Zwischen Yoga, Klopapier und Krisenpolitik
Eine schreckliche Schlagzeile jagt die nächste.
Krise hier. Sparpaket dort. Krieg. Teuerung. Klimakatastrophe.
Wie geht man damit um? Eine gesunde Routine finden?
Yoga am Morgen. Tief durchatmen.
Während wir im Krieger 2 stehen, fällt uns ein:
Klopapier ist fast aus. Schnell auf die Einkaufsliste.
Eine Stunde später: E-Mails, Deadlines, Nachrichten-Apps.
Die Entspannung ist wieder weg.
Zu Mittag eine Meditation.
Essen kochen nicht vergessen.
Wäsche in die Maschine.
Geschirrspüler ausräumen.
Haustier raus.
Hat Oma noch Milch?
Das gesunde Menü wartet. Essen ganz ohne Ablenkung. Jetzt wieder mit voller Energie in den Nachmittag.
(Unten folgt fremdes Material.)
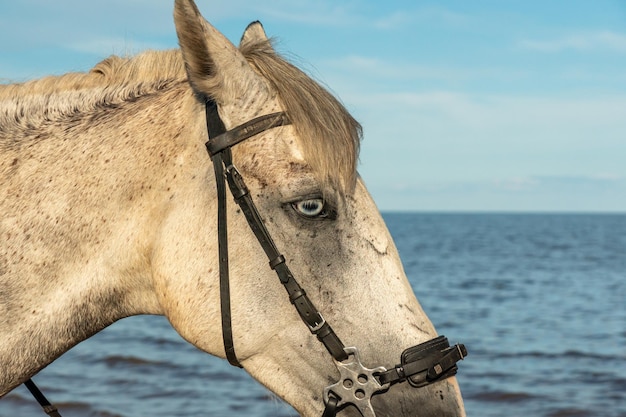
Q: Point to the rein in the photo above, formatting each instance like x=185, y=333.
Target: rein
x=419, y=366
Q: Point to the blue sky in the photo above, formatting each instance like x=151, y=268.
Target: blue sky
x=466, y=105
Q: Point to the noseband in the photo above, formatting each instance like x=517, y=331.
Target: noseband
x=419, y=365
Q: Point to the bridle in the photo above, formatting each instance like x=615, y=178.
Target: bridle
x=419, y=366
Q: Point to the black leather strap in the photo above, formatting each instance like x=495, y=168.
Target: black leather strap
x=48, y=408
x=218, y=147
x=426, y=363
x=228, y=139
x=215, y=128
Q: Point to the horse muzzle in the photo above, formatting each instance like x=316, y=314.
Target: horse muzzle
x=420, y=365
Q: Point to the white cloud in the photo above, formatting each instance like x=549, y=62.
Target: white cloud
x=591, y=41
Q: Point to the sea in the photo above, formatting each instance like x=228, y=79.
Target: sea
x=538, y=299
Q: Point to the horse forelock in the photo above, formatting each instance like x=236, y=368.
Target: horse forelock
x=328, y=134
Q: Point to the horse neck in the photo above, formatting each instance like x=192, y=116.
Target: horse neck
x=80, y=211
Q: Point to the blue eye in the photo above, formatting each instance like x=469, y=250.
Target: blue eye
x=312, y=208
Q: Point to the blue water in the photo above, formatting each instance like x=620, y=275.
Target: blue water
x=539, y=300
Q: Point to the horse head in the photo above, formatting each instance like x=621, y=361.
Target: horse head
x=302, y=177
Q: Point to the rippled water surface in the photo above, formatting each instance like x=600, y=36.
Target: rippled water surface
x=539, y=300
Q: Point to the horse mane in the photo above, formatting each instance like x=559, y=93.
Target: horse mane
x=328, y=134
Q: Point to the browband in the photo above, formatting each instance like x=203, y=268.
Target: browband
x=245, y=131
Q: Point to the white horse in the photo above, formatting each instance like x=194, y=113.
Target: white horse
x=108, y=209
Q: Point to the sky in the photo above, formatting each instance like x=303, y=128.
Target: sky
x=507, y=106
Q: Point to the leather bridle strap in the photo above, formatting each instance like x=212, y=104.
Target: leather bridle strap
x=48, y=408
x=215, y=126
x=220, y=142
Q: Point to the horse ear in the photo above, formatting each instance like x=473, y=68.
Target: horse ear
x=254, y=33
x=215, y=67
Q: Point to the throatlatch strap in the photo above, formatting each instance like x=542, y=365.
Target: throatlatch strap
x=215, y=128
x=41, y=399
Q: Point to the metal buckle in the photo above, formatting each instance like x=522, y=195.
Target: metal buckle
x=357, y=384
x=316, y=328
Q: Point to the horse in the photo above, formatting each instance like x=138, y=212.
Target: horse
x=108, y=210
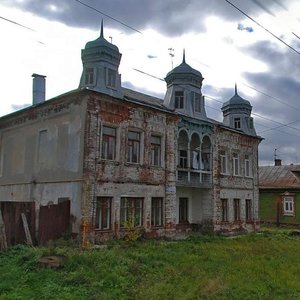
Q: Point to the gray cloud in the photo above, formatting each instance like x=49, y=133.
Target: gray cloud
x=171, y=17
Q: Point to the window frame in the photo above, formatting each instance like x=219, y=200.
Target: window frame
x=223, y=162
x=197, y=103
x=179, y=100
x=224, y=210
x=156, y=211
x=183, y=213
x=131, y=206
x=103, y=213
x=236, y=209
x=288, y=200
x=237, y=122
x=132, y=144
x=111, y=78
x=89, y=76
x=235, y=164
x=248, y=166
x=155, y=151
x=248, y=210
x=106, y=139
x=182, y=159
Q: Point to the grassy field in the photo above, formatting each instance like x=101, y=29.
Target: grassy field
x=261, y=266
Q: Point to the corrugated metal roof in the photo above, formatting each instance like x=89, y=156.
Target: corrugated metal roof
x=275, y=177
x=143, y=98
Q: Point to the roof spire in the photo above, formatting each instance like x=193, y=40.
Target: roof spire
x=101, y=30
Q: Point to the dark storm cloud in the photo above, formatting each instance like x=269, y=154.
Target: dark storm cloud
x=282, y=82
x=171, y=17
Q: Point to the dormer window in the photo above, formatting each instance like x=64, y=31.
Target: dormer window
x=237, y=123
x=111, y=78
x=179, y=100
x=89, y=76
x=197, y=102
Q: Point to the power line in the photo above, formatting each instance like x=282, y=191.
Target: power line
x=16, y=23
x=274, y=98
x=214, y=99
x=108, y=16
x=257, y=23
x=270, y=13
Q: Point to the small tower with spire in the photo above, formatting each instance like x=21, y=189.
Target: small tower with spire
x=237, y=114
x=184, y=91
x=101, y=60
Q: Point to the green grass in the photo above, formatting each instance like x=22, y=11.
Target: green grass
x=262, y=266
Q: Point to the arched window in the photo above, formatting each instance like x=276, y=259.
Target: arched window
x=183, y=141
x=195, y=151
x=206, y=154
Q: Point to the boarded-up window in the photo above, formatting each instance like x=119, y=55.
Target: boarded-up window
x=131, y=213
x=108, y=149
x=156, y=211
x=43, y=149
x=236, y=209
x=155, y=150
x=248, y=209
x=183, y=210
x=224, y=208
x=103, y=213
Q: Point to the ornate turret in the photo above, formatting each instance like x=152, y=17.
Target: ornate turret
x=101, y=60
x=184, y=91
x=237, y=114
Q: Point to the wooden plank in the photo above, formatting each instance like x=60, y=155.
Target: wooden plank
x=3, y=241
x=26, y=228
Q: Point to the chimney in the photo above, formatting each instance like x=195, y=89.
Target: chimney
x=38, y=88
x=277, y=162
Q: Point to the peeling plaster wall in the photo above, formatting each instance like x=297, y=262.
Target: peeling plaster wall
x=120, y=178
x=41, y=150
x=235, y=187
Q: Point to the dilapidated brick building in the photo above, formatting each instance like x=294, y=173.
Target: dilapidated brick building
x=117, y=155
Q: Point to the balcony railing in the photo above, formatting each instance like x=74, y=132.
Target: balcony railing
x=192, y=177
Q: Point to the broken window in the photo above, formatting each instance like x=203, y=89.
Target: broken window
x=183, y=210
x=224, y=208
x=43, y=149
x=131, y=213
x=223, y=159
x=183, y=142
x=206, y=154
x=236, y=165
x=157, y=211
x=155, y=150
x=179, y=99
x=111, y=78
x=236, y=209
x=195, y=151
x=108, y=150
x=89, y=76
x=247, y=166
x=197, y=102
x=288, y=205
x=248, y=210
x=183, y=159
x=103, y=213
x=133, y=153
x=237, y=123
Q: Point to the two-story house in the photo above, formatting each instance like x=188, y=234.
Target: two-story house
x=117, y=155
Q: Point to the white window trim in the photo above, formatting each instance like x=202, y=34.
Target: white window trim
x=288, y=212
x=236, y=161
x=249, y=162
x=224, y=156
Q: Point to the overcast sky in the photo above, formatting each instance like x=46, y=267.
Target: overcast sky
x=46, y=37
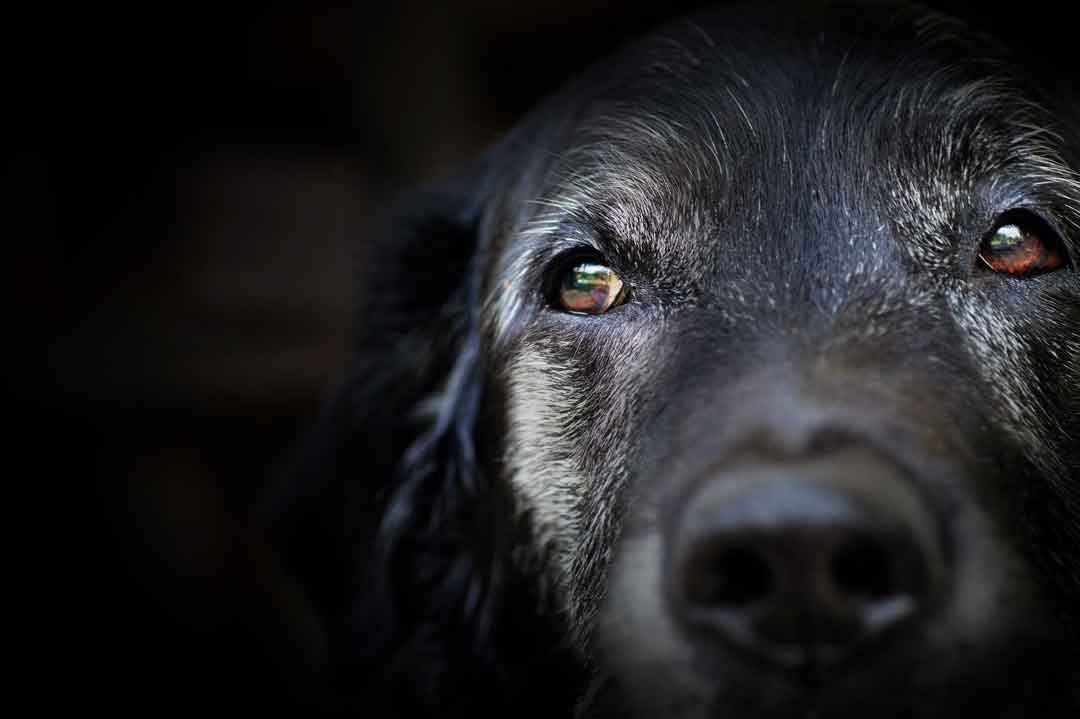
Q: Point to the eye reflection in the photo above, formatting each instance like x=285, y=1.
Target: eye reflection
x=591, y=288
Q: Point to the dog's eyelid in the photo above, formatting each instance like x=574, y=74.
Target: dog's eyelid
x=1024, y=242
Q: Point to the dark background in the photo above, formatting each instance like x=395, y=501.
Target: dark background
x=188, y=193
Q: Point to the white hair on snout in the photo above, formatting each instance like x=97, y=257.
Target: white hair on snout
x=569, y=443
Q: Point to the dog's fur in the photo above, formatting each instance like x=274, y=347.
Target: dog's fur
x=796, y=200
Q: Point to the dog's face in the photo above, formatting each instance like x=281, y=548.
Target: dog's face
x=774, y=324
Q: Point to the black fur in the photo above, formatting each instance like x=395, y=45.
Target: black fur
x=422, y=561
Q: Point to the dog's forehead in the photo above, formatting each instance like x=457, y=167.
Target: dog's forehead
x=777, y=124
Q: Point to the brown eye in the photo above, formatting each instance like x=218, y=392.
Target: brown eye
x=1022, y=245
x=590, y=288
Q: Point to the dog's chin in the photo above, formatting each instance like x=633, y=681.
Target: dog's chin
x=657, y=667
x=1002, y=687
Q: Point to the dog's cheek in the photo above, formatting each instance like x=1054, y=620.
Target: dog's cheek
x=574, y=398
x=1003, y=347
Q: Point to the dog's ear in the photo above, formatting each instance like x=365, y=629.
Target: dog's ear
x=385, y=518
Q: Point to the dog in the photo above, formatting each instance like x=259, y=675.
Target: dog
x=741, y=379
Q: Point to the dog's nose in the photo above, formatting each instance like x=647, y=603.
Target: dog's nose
x=804, y=564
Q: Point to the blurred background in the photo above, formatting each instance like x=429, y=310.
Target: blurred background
x=189, y=190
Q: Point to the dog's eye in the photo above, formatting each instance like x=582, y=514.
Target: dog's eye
x=1022, y=244
x=591, y=288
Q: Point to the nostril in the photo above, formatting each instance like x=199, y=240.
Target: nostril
x=862, y=569
x=731, y=575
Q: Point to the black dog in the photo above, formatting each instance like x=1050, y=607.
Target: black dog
x=742, y=379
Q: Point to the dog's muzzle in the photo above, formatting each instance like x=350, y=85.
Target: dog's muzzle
x=802, y=561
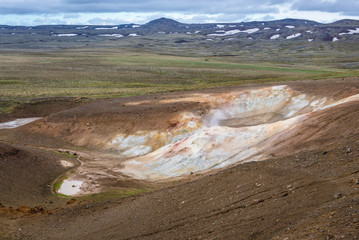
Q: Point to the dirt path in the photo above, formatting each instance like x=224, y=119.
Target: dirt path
x=307, y=189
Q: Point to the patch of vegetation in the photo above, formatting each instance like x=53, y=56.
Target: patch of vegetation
x=106, y=73
x=66, y=154
x=58, y=183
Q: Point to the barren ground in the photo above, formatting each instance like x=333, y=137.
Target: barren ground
x=304, y=184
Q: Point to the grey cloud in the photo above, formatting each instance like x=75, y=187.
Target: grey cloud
x=349, y=7
x=92, y=6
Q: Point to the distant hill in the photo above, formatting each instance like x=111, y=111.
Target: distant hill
x=277, y=30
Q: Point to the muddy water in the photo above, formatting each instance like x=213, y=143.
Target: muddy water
x=240, y=127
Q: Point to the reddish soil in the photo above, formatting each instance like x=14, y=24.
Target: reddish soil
x=309, y=189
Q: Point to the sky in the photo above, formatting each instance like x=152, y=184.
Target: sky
x=112, y=12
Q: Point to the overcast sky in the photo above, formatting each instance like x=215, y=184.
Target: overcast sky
x=39, y=12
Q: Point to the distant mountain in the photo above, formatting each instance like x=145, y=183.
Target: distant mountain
x=277, y=30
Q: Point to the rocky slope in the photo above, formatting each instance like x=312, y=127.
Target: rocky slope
x=279, y=30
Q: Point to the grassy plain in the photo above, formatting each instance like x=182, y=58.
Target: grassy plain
x=111, y=72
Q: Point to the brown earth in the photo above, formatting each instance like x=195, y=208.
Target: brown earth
x=309, y=189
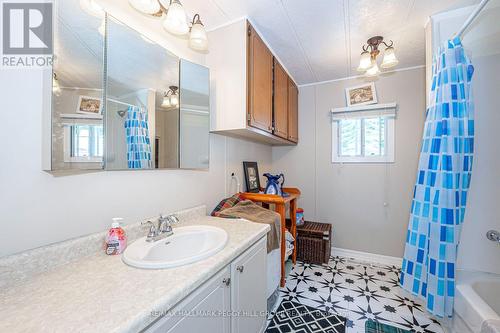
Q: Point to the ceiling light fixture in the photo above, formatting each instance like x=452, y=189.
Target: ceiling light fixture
x=368, y=58
x=175, y=20
x=171, y=98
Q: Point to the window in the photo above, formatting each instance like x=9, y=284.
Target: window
x=362, y=137
x=83, y=143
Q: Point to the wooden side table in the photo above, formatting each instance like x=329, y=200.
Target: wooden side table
x=280, y=204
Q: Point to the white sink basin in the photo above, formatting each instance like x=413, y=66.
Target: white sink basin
x=187, y=245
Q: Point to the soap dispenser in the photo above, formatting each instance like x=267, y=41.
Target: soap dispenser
x=116, y=240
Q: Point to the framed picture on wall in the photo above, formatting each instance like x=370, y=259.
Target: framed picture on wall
x=251, y=176
x=361, y=95
x=89, y=105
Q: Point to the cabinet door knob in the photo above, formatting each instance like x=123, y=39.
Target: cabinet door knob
x=226, y=281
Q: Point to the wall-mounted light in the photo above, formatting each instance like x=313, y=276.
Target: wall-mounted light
x=102, y=28
x=171, y=98
x=56, y=88
x=198, y=39
x=368, y=58
x=175, y=20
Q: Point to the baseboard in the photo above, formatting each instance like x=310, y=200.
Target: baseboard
x=366, y=256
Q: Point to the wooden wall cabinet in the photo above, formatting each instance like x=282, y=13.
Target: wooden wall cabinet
x=293, y=112
x=260, y=83
x=281, y=101
x=250, y=90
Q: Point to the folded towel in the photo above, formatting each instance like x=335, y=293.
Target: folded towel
x=248, y=210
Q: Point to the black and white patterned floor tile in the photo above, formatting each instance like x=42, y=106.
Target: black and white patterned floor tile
x=358, y=291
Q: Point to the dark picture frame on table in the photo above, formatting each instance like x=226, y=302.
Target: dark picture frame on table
x=252, y=179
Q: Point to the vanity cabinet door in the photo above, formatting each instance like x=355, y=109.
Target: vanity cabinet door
x=248, y=290
x=201, y=311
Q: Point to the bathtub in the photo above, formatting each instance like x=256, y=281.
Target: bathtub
x=477, y=300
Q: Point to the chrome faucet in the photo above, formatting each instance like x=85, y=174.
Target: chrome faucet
x=162, y=230
x=493, y=236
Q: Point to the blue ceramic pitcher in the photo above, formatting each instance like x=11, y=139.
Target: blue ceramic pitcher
x=273, y=184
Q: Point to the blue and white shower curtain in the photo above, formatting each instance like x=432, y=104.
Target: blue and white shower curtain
x=443, y=178
x=138, y=142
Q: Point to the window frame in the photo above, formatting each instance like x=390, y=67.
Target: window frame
x=389, y=143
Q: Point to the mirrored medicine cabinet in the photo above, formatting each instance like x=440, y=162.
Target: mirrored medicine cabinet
x=121, y=101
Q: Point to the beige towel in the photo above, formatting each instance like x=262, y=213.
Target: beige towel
x=255, y=213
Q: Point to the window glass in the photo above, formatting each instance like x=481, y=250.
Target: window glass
x=350, y=137
x=374, y=136
x=87, y=141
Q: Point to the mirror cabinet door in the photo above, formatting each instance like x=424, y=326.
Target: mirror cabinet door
x=77, y=134
x=117, y=105
x=142, y=102
x=194, y=116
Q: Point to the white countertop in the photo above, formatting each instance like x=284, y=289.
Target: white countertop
x=99, y=293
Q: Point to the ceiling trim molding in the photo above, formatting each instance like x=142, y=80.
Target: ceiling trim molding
x=223, y=25
x=358, y=76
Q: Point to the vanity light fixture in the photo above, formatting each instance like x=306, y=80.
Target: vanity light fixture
x=56, y=88
x=171, y=98
x=368, y=59
x=175, y=20
x=198, y=39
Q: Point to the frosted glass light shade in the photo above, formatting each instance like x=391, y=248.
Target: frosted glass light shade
x=56, y=88
x=373, y=70
x=198, y=39
x=146, y=6
x=365, y=62
x=166, y=102
x=176, y=21
x=92, y=8
x=102, y=28
x=390, y=59
x=174, y=100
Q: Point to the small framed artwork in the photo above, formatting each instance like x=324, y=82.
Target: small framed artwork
x=89, y=105
x=361, y=95
x=251, y=176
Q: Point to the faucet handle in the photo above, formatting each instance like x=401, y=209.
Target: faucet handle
x=173, y=219
x=152, y=228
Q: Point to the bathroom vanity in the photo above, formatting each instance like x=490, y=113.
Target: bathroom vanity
x=234, y=300
x=43, y=289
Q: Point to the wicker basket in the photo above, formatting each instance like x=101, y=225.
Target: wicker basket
x=314, y=242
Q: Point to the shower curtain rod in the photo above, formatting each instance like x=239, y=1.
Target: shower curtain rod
x=471, y=18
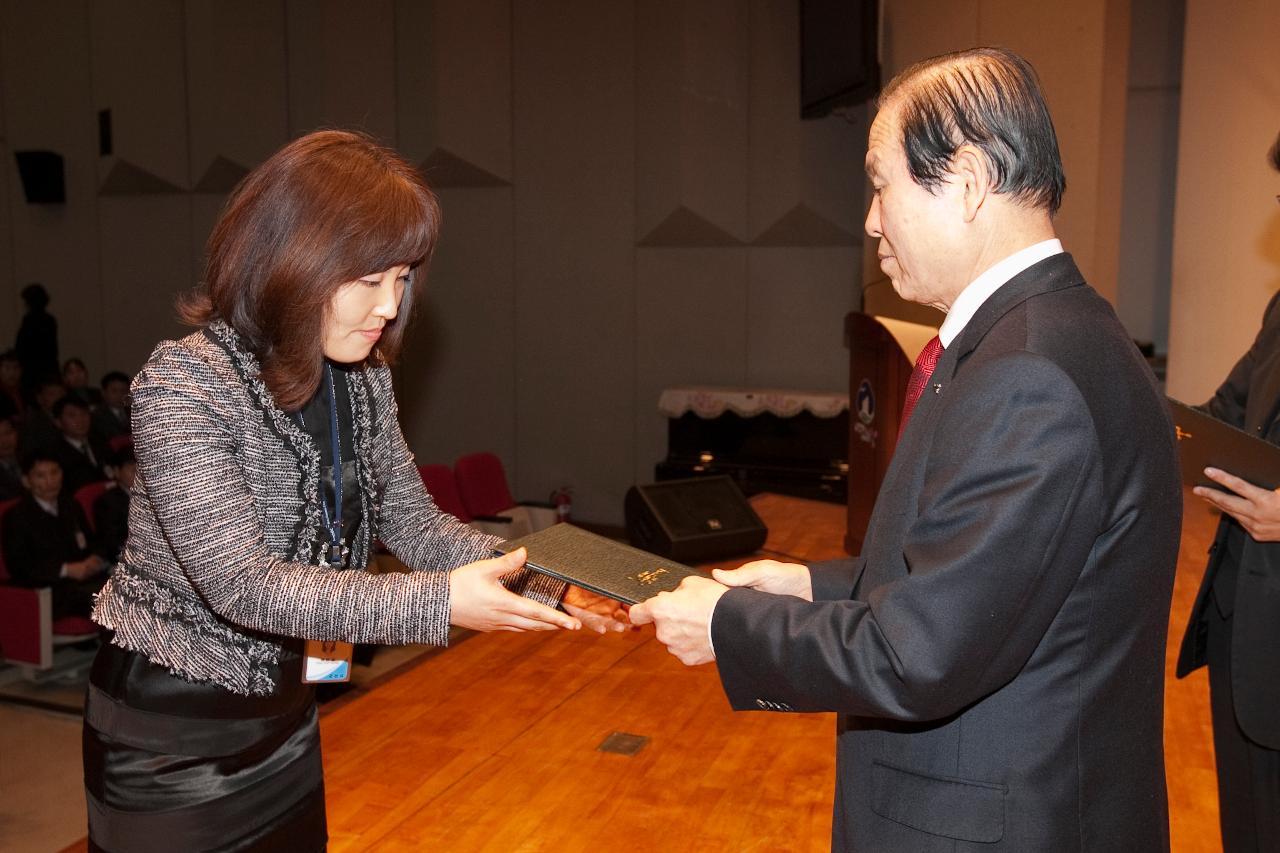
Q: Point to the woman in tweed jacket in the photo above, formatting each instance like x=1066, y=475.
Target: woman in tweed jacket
x=269, y=461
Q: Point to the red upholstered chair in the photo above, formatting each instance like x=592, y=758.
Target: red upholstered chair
x=28, y=632
x=88, y=493
x=443, y=488
x=483, y=486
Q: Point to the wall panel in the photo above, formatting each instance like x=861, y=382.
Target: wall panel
x=575, y=256
x=690, y=331
x=342, y=65
x=146, y=263
x=237, y=87
x=691, y=119
x=453, y=89
x=456, y=381
x=48, y=105
x=796, y=305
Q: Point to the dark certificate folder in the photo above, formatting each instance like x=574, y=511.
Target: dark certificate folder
x=602, y=565
x=1205, y=441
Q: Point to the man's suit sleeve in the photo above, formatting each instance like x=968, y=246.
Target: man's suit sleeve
x=1232, y=398
x=835, y=579
x=1008, y=514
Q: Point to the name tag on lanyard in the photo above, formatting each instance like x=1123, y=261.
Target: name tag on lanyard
x=327, y=661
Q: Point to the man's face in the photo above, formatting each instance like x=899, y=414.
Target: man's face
x=115, y=393
x=74, y=422
x=44, y=479
x=917, y=228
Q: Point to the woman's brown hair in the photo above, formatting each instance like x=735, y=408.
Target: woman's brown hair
x=324, y=210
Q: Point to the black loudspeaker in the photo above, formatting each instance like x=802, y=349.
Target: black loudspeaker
x=694, y=520
x=41, y=174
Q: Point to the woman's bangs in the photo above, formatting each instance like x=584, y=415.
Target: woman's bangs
x=401, y=229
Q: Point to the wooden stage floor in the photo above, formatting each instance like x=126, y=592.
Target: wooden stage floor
x=493, y=744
Die Energie geht trotz Espresso flöten. Wieso eigentlich? Ich hatte doch heute schon eine Endentspannung und Meditation.
Am Abend noch Sport – effizient natürlich. Gerade Frauen ab 40 brauchen doch regelmäßig Krafttraining. Nicht vergessen, dazwischen nochmal den Geschirrspüler einzuschalten. Vitamin D und Omega 3 schon eingenommen?
…
Mental Load ist kein Modewort.
Es ist dieses permanente Mitdenken. Organisieren. Funktionieren.
Und während wir alles am Laufen halten, wirken wir stark.
Doch vielen geht es gar nicht so gut, wie es scheint.
Rund ein Viertel der Menschen in Österreich erlebt innerhalb eines Jahres eine psychische Erkrankung. Der Bedarf steigt – doch kassengeförderte Therapieplätze sind begrenzt, Wartelisten lang. „Psychotherapie wird jetzt ganz bezahlt“ klingt gut – ist aber keine Realität und für Psychologen nicht umsetzbar.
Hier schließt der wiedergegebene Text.